"There's no 'me' in team!" exhorted the consultant.
"Yes there is," replied a co-worker, "There's a 'M' and an 'E' - that makes 'me'"
Other co-workers nodded their agreement with mutterings of "He's right, you know" and "How much are we paying this guy?" and "Is it time for a break? Only I'm dying for a cup of tea"
The consultant looked a little flustered, so the co-worker continued kindly: "I think you meant no 'I' in 'team' - that would make more sense."
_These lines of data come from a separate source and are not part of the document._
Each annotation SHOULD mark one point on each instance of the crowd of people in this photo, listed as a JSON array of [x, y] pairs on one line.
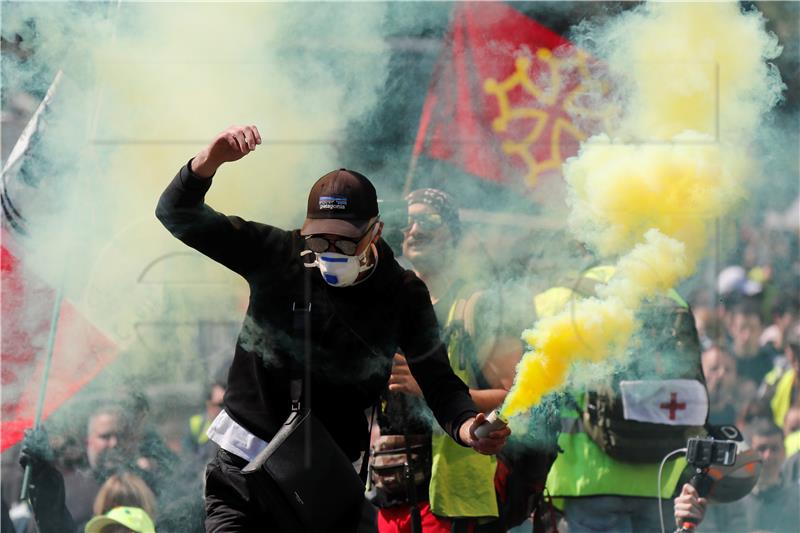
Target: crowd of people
[[425, 387]]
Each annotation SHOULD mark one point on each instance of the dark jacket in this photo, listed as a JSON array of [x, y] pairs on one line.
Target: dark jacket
[[354, 331]]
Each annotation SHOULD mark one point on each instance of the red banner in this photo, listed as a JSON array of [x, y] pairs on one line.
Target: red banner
[[510, 100], [80, 351]]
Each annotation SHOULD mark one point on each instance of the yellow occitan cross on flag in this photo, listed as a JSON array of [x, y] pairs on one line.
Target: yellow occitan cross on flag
[[509, 99], [545, 110]]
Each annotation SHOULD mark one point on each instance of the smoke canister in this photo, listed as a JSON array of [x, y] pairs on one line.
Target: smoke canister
[[493, 422]]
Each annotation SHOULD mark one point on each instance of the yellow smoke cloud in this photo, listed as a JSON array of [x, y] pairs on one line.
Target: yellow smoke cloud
[[696, 84]]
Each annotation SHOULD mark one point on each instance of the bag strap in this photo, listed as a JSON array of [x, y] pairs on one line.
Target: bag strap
[[298, 374], [301, 324]]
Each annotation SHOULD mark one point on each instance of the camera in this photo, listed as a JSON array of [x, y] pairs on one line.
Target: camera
[[702, 452]]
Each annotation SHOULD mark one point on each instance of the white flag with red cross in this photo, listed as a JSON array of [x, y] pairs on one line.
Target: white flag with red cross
[[677, 402]]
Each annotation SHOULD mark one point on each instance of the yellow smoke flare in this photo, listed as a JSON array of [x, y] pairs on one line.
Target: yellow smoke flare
[[696, 84]]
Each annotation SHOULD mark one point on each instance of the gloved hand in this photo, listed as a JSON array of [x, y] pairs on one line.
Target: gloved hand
[[46, 487]]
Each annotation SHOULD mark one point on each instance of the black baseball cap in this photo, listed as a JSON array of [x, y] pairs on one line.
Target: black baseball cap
[[342, 202]]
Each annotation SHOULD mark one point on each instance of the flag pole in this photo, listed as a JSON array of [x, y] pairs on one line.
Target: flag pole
[[51, 341], [412, 168], [56, 314]]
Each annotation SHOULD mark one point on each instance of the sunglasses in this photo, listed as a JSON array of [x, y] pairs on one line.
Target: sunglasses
[[319, 245], [425, 221]]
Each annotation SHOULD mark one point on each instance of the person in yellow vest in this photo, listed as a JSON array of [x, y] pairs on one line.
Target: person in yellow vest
[[454, 487], [783, 389], [598, 492], [196, 441]]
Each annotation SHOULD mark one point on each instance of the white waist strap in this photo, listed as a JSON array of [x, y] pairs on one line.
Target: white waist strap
[[233, 438]]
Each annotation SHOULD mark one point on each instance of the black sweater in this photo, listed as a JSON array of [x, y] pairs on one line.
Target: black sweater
[[355, 331]]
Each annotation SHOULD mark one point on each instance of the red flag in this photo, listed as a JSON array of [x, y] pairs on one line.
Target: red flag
[[509, 98], [80, 352]]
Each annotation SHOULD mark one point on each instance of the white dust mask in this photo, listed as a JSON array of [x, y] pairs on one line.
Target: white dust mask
[[338, 270]]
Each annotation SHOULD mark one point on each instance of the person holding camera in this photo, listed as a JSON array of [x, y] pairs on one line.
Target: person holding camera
[[361, 307], [772, 506]]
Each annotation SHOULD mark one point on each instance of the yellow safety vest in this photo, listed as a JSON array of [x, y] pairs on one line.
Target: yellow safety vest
[[462, 480], [782, 399], [583, 469], [198, 426]]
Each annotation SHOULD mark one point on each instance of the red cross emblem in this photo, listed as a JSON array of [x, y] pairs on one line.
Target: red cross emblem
[[673, 405]]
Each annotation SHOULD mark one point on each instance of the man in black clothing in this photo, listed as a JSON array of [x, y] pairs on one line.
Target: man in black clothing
[[363, 307]]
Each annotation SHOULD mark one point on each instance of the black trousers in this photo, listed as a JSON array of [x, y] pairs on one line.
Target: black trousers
[[232, 504]]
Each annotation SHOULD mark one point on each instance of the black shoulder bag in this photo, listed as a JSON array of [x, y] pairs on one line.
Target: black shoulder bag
[[302, 476]]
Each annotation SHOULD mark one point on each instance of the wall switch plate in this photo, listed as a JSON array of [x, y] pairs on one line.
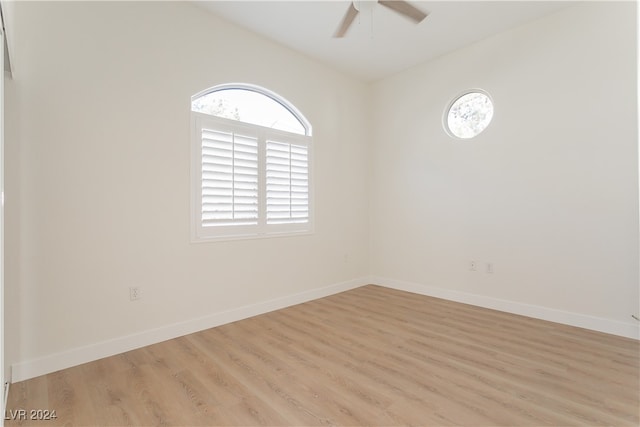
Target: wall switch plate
[[134, 293]]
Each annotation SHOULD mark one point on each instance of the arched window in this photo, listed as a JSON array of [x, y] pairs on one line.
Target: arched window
[[251, 156], [251, 104]]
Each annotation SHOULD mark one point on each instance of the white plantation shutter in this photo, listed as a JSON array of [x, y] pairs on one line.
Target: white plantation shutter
[[287, 181], [229, 178], [249, 181]]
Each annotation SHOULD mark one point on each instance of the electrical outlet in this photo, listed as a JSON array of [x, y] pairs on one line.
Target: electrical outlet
[[134, 293]]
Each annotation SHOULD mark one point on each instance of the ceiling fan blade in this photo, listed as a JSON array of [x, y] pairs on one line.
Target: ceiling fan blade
[[351, 14], [404, 8]]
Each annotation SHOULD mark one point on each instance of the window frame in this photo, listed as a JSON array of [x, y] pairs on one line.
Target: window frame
[[201, 233], [447, 110]]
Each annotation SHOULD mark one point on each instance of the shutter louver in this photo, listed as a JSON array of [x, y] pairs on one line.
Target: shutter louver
[[287, 183], [229, 179]]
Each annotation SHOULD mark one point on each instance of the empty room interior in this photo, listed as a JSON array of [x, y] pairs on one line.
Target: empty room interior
[[320, 213]]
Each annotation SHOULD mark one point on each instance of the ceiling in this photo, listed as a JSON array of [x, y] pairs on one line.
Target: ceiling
[[380, 42]]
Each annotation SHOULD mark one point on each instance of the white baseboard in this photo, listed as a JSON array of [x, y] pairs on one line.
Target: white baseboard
[[77, 356], [629, 330]]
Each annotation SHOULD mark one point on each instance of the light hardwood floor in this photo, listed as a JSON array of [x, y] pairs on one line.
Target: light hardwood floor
[[370, 356]]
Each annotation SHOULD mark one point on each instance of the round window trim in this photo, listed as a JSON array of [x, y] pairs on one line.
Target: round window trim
[[468, 114]]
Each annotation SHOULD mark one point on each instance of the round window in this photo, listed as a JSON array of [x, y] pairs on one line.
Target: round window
[[469, 114]]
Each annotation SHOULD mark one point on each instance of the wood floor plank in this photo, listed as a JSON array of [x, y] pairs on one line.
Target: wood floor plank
[[369, 356]]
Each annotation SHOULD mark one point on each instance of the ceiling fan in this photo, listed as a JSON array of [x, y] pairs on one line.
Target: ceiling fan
[[400, 6]]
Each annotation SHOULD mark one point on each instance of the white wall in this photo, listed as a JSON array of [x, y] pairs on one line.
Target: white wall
[[98, 178], [548, 193]]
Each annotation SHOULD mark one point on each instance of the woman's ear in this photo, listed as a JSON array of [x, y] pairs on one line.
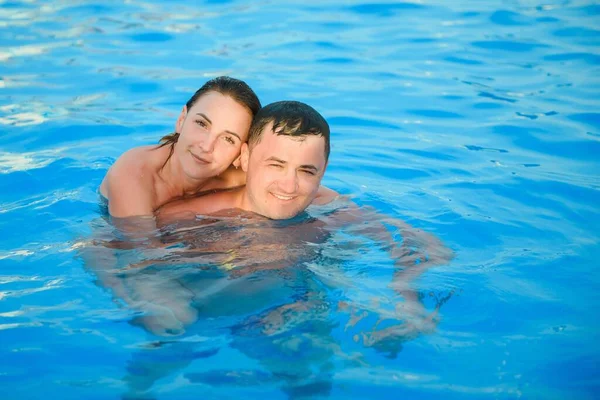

"Albeit not much" he continued in clearly audible mutter.
Somebody else, who'd clearly thought about this a lot continued: "You could represent our software leasing agreements with a 'To Let' sign, and indicate that achieving success in this arena can only be done for teamwork. Thusly, "There is no 'I' in 'To Let' because that would make 'Toilet' which is frequently full of sh-"
"Shall we take a break?" interupted the consultant brightly.
Ricky Gervais is not a genius. He's just very good at writing down what really happens in the office environment.
I'm currently at the mercy of management handbooks. One chap stared at me for a good 5 minutes before saying "Hmmm, I can't work out if you're a banana or a fish." The last time I heard someone say that was after they'd taken some prescription medication and was shortly followed by "Aaaargh - the spiders! The spiders!" It appears that the same effect can be achieved by reading a book of management bollocks instead.